Oleh
Ustadz Muhammad Yassir, Lc.
Ustadz Muhammad Yassir, Lc.
Segala
sesuatu pasti ada tujuannya. Kita hidup diciptakan Allâh Azza wa
Jalla juga memiliki tujuan, yaitu ibadah kepada-Nya. Membangun mesjid
adalah untuk tujuan ibadah di dalamnya. Membangun rumah sakit bertujuan
untuk pelayanan kesehatan. Membangun sekolah untuk pelaksanaan belajar
mengajar.
Bisakah
dibayangkan bila rumah sakit didirikan dengan begitu megahnya, tersedia
berbagai dekorasi, lengkap dengan taman beserta air mancur di dalamnya.
Namun, rumah sakit tersebut tidak memiliki seorang dokter pun ?
Berarti, seluruh kemegahannya tidak berguna, disebabkan tidak
tercapainya tujuan nyata sebuah rumah sakit.
Gambaran di atas hanyalah ilustrasi tentang pentingnya mengenal tujuan.
TUJUAN SHALAT
Tidak ada yang menyangkal, shalat merupakan ibadah yang paling utama.

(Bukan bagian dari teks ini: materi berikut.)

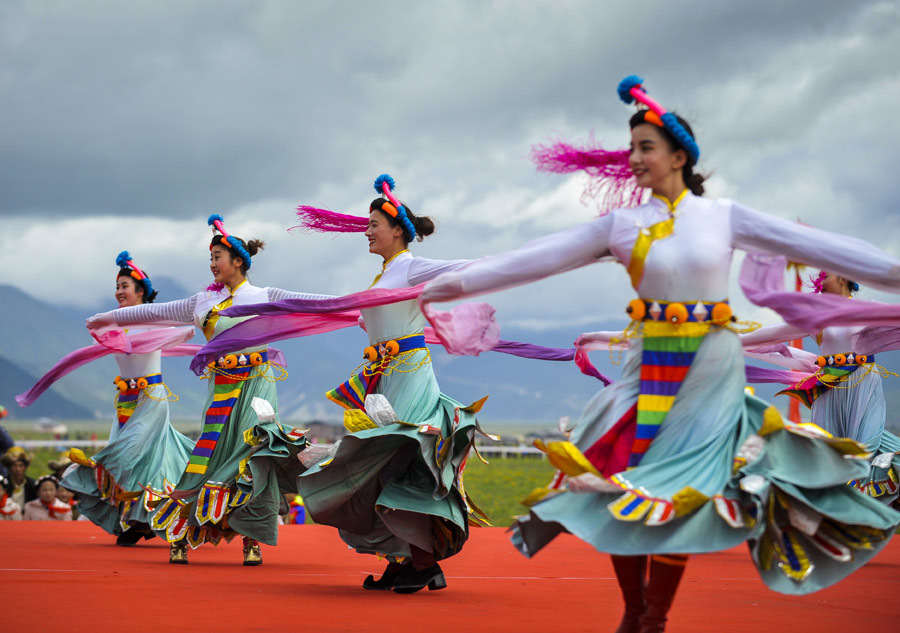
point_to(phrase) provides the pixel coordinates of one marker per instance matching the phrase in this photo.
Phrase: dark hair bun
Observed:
(424, 226)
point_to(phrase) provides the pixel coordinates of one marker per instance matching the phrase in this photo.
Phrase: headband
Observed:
(385, 185)
(124, 261)
(631, 90)
(232, 242)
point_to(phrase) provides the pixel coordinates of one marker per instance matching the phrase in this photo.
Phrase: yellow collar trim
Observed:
(385, 264)
(231, 292)
(672, 206)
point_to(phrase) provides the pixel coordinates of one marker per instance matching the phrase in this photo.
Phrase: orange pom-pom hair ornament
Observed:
(126, 263)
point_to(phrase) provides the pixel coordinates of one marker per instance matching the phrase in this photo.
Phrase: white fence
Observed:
(486, 449)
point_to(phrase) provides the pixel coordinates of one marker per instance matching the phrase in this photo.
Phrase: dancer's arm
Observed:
(277, 294)
(159, 314)
(778, 333)
(422, 269)
(846, 256)
(575, 247)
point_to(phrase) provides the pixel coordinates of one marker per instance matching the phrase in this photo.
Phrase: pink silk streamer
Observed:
(467, 329)
(782, 376)
(110, 342)
(610, 181)
(762, 280)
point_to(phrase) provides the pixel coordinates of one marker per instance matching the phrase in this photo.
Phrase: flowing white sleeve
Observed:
(847, 256)
(573, 248)
(772, 334)
(277, 294)
(422, 269)
(159, 314)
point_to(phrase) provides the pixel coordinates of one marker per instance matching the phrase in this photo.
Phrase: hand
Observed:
(445, 288)
(103, 320)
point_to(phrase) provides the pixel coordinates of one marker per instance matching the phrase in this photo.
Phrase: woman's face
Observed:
(651, 159)
(128, 292)
(64, 494)
(381, 235)
(224, 270)
(835, 284)
(47, 491)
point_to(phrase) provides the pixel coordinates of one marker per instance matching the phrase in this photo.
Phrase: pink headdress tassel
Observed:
(610, 181)
(325, 221)
(818, 283)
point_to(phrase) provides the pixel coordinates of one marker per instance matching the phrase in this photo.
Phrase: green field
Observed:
(496, 488)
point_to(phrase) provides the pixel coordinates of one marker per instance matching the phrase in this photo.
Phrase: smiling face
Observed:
(17, 472)
(224, 269)
(64, 494)
(128, 292)
(47, 491)
(384, 239)
(654, 163)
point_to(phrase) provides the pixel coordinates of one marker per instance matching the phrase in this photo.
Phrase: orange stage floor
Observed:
(67, 577)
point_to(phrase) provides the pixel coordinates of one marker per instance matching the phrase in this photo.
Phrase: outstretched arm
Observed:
(847, 256)
(160, 314)
(277, 294)
(772, 334)
(575, 247)
(422, 269)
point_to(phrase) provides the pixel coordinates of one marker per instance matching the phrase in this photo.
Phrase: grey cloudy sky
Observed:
(124, 125)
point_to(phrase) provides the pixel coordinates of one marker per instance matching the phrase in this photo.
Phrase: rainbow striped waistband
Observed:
(388, 349)
(845, 360)
(134, 385)
(718, 312)
(241, 361)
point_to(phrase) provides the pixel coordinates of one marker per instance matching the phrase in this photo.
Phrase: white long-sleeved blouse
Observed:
(691, 264)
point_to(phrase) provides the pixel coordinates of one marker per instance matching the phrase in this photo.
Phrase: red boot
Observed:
(631, 572)
(665, 574)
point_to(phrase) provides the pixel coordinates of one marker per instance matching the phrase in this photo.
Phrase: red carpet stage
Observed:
(67, 577)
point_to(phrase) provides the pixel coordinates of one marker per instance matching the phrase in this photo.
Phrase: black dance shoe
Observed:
(415, 580)
(391, 574)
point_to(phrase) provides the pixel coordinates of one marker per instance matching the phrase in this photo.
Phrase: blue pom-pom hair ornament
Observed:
(216, 221)
(123, 260)
(385, 186)
(631, 89)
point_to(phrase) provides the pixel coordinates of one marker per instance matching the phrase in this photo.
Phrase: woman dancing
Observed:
(117, 485)
(845, 396)
(244, 459)
(675, 458)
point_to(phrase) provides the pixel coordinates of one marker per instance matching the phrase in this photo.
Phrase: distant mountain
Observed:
(35, 334)
(14, 380)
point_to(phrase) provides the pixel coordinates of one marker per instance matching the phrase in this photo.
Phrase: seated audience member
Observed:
(47, 507)
(9, 509)
(22, 488)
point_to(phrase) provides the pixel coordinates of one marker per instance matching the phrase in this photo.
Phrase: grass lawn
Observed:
(498, 487)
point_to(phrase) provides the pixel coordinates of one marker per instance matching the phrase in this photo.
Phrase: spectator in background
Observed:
(9, 509)
(47, 507)
(6, 443)
(22, 488)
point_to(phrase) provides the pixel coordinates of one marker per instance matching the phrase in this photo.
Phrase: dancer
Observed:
(117, 486)
(675, 458)
(393, 487)
(244, 456)
(845, 396)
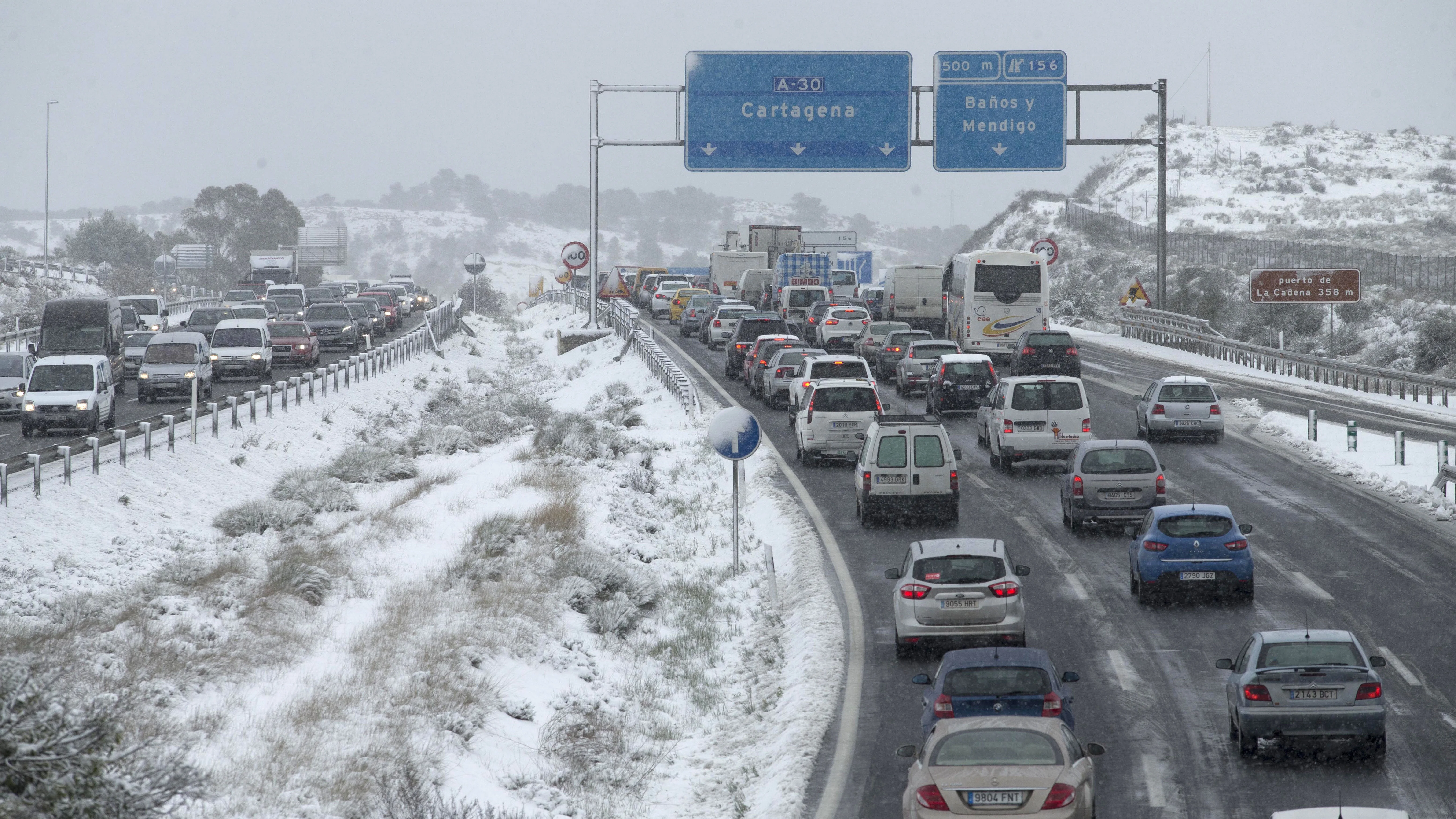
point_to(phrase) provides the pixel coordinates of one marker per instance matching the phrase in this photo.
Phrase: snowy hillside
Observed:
(1394, 193)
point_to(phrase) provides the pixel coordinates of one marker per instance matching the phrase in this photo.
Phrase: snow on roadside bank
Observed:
(542, 619)
(1372, 465)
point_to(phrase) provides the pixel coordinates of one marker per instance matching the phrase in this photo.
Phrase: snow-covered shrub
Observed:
(63, 759)
(263, 516)
(366, 463)
(316, 489)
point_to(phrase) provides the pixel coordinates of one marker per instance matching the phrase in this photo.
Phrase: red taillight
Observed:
(931, 799)
(1007, 590)
(912, 591)
(1052, 705)
(944, 709)
(1061, 795)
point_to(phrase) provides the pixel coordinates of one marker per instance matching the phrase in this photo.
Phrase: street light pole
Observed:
(49, 185)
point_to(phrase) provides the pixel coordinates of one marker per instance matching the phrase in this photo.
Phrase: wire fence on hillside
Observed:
(1414, 275)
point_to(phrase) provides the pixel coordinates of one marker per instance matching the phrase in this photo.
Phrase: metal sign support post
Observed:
(596, 143)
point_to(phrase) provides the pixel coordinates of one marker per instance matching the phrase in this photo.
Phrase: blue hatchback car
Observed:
(995, 683)
(1192, 547)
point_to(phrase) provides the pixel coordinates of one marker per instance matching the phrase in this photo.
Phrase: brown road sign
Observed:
(1304, 287)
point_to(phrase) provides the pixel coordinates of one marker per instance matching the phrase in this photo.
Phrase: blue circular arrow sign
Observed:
(734, 433)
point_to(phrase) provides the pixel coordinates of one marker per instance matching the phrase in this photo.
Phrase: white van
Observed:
(908, 465)
(152, 310)
(1029, 418)
(835, 418)
(914, 294)
(242, 347)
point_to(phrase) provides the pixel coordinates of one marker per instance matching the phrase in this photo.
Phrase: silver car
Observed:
(1180, 405)
(1305, 684)
(1110, 482)
(914, 371)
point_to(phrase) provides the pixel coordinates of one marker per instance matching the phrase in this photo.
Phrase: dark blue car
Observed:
(995, 683)
(1192, 547)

Hal yang pertama dipertanggungjawabkan di hadapan Allâh Azza wa
Jalla kelak pada hari kiamat. Sehingga shalat pun memiliki tujuan.
Tujuan itu adalah ruhnya shalat, yaitu khusyu’.
Setiap
orang mencari seluruh cara untuk mencapai ruh ini dengan menggali
segala sumber untuk bisa meneguk rasa khusyu’ dalam shalatnya.
Wujud nyata dari khusyu’ adalah konsentrasi penuh dalam shalat.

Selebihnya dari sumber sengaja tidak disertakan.